I explored the Coniston Fells, Scafell Pike, Great Gable, Crinkle Crags, Haystacks, and the Langdale Pikes. Then we bought a house near Cartmel, and what with moving and decorating, work, and everything else life puts in the way, my excursions into the fells dwindled to the occasional foray. And they remained that way for the next fourteen years. Then, Storm Desmond flooded the gym I used to frequent and forced me to look for another way to keep fit. Remembering how much I had loved fellwalking, I bought a new pair of boots, tried them out on Helm Crag, and never looked back. Suddenly, any weekend that didn’t include a fell walk was a rarity and left me yearning to return to the hills.
I invested in the complete set of Pictorial Guides, and as my interest deepened, I felt a compulsion to revisit Haystacks—this time to pay my respects. It is, of course, where Wainwright’s ashes were scattered.
“All I ask for, at the end, is a last long resting place by the side of Innominate Tarn, on Haystacks, where the water gently laps the gravelly shore and the heather blooms and Pillar and Gable keep unfailing watch.”
Wainwright described Haystacks as standing “unabashed and unashamed amid a circle of higher fells, like a shaggy terrier in the company of foxhounds”. Its summit is a veritable Shangri-La of tiny tarns, rocky turrets, and heather-clad plateaux grazed by Herdwicks. Serendipity smiled on me that day and gave me Innominate Tarn to myself. I sat by its tranquil waters and reflected long on my journey and Wainwright’s part in it.
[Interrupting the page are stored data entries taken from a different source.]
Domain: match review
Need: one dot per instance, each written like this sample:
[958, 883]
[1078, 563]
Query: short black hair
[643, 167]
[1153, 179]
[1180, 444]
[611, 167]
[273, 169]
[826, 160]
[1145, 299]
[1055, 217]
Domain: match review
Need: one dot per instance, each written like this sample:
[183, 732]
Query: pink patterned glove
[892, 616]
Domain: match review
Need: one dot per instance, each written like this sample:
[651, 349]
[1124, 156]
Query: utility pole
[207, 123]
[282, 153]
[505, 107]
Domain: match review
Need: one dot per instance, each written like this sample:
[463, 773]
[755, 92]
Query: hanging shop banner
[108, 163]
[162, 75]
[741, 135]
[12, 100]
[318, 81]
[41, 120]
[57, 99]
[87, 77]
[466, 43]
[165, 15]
He made a strange bedfellow for Jimi Hendrix and Pete Townshend, but unquestionably, he had become just as much of an inspiration.
Later, as I neared the bottom of Fleetwith Edge, I caught sight of a small white cross low on the fell side. It marks where Fanny Mercer fell from Fleetwith Edge in September 1887. Her simple memorial is a sobering reminder that the fells can be treacherous and beautiful. It’s heartbreaking to think one so young was robbed of her life on what should have been a joyful excursion. Tragic accidents occur daily, some of a much greater magnitude than the century-old story of a servant girl from Rugby. And yet this simple cross remains affecting because there’s no objective yardstick for pain. That whole communities are devastated by fire, flood, disease, or famine doesn’t negate the suffering of someone bruised by a failed relationship or grieving the loss of a loved one. We all have our crosses to bear, however big or small, but ironically, it’s often hardship that sharpens our senses of the beauty in the world. The most affecting songs are rooted in heartbreak, and perhaps the pain of a loveless marriage led Wainwright to find hope, inspiration, and validation among these hills.
“The fleeting hour of life of those who love the hills is quickly spent, but the hills are eternal. Always there will be the lonely ridge, the dancing beck, the silent forest; always there will be the exhilaration of the summits. These are for the seeking, and those who seek and find while there is still time will be blessed both in mind and body.”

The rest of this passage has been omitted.